The feature importance plots for LightGBM models suggest that Amount had by far biggest importance for both training sets, followed by V14 and V4 consistently. After that, there are slight differences between the two LGBM models. Let us also look at SHAP values summary plot for the SMOTE and ADASYN datasets.

In [None]:
# Compute SHAP values for the SMOTE training set and plot summary plot
shap.initjs()
quant = QuantileTransformer(output_distribution='normal')
X_smote_transformed = quant.fit_transform(X_smote)
X_test_transformed = quant.transform(X_test)

lgb = LGBMClassifier(min_samples_split=20, min_samples_leaf=5, max_depth=10, random_state=42, verbosity=-1)
lgb.fit(X_smote_transformed, y_smote)

explainer = shap.TreeExplainer(lgb)
shap_values = explainer.shap_values(X_test_transformed)
shap.summary_plot(shap_values, X_test_transformed, feature_names=X_test.columns)

As expected, the SHAP values are quite different from the feature importances, which stems from differences between those metrics. Hee, the mean SHAP value for Amount is notably lower compared to its prominent position in the feature importances plot.

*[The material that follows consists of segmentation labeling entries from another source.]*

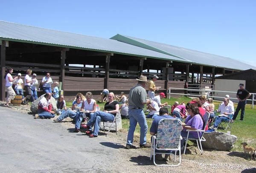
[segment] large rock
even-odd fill
[[[30,110],[33,113],[38,113],[38,103],[39,103],[39,101],[45,95],[45,94],[41,95],[40,97],[38,98],[35,100],[31,104],[31,107],[30,107]],[[51,102],[52,102],[52,111],[55,111],[55,112],[57,112],[57,104],[56,104],[56,101],[55,100],[55,98],[54,98],[53,97],[51,97]]]
[[[119,130],[122,129],[122,118],[121,118],[121,114],[119,112],[116,113],[116,126],[117,126],[117,131],[118,131]],[[111,124],[112,123],[105,123],[105,130],[109,130]],[[100,130],[104,130],[104,129],[103,128],[103,122],[100,122],[100,124],[99,124],[99,128]],[[116,124],[115,123],[113,123],[110,131],[116,132]]]
[[[222,151],[230,151],[237,137],[234,135],[228,135],[223,132],[214,131],[205,133],[204,137],[205,141],[202,141],[203,148]]]

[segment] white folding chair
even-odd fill
[[[181,156],[180,151],[180,140],[182,137],[180,136],[182,125],[181,121],[177,119],[163,119],[158,123],[157,133],[156,136],[152,136],[152,141],[150,152],[150,160],[153,156],[154,164],[156,166],[177,166],[180,164]],[[156,151],[156,149],[158,151]],[[168,151],[168,153],[163,153],[162,151]],[[176,164],[158,164],[155,161],[156,154],[165,154],[170,156],[170,153],[175,151],[174,161],[176,161],[176,153],[179,151],[179,162]]]
[[[197,144],[198,148],[201,154],[203,154],[203,147],[202,147],[202,144],[201,143],[201,141],[206,141],[206,140],[204,138],[204,133],[205,132],[205,128],[207,126],[207,124],[208,123],[208,120],[209,119],[209,117],[210,117],[210,114],[208,112],[206,112],[204,115],[203,116],[203,118],[204,119],[204,128],[202,130],[187,130],[186,131],[188,132],[188,134],[187,135],[186,138],[186,144],[185,144],[185,147],[184,147],[184,153],[183,154],[185,154],[185,152],[186,152],[186,145],[188,143],[188,141],[189,140],[196,140],[196,144]],[[190,132],[197,132],[197,134],[198,136],[198,138],[189,138],[189,135]],[[201,136],[199,135],[199,132],[201,132]],[[198,144],[199,142],[199,144]]]

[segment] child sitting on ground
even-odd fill
[[[54,89],[53,89],[53,98],[55,98],[55,100],[57,100],[59,97],[58,92],[59,92],[59,89],[58,86],[59,84],[58,82],[56,81],[53,83],[53,85],[54,86]]]
[[[171,111],[171,115],[172,115],[172,112],[173,112],[173,110],[174,110],[174,109],[177,106],[178,106],[179,105],[179,102],[178,102],[177,101],[175,101],[174,102],[174,104],[173,104],[173,105],[172,105],[172,111]]]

Instead, features like V10 and V14 exhibit the highest impact on the model output, followed by V1 and V4.

In [None]:
# SHAP summary plot for ADASYN set
X_adasyn_transformed = quant.fit_transform(X_adasyn)
X_test_transformed = quant.transform(X_test)

lgb2 = LGBMClassifier(min_samples_split=20, min_samples_leaf=5, max_depth=10, random_state=42, verbosity=-1)
lgb2.fit(X_adasyn_transformed, y_adasyn)

explainer = shap.TreeExplainer(lgb2)
shap_values = explainer.shap_values(X_test_transformed)
shap.summary_plot(shap_values, X_test_transformed, feature_names=X_test.columns)

The second model made with ADASYN training set, however it has very similar performance, it has also quite different SHAP values. For instance, while V14 remains a significant feature (ranking first in importance), V10 is ranked sixth. This observation underscores that while there are similarities in feature importance across various models, we can see quite distinct differences too.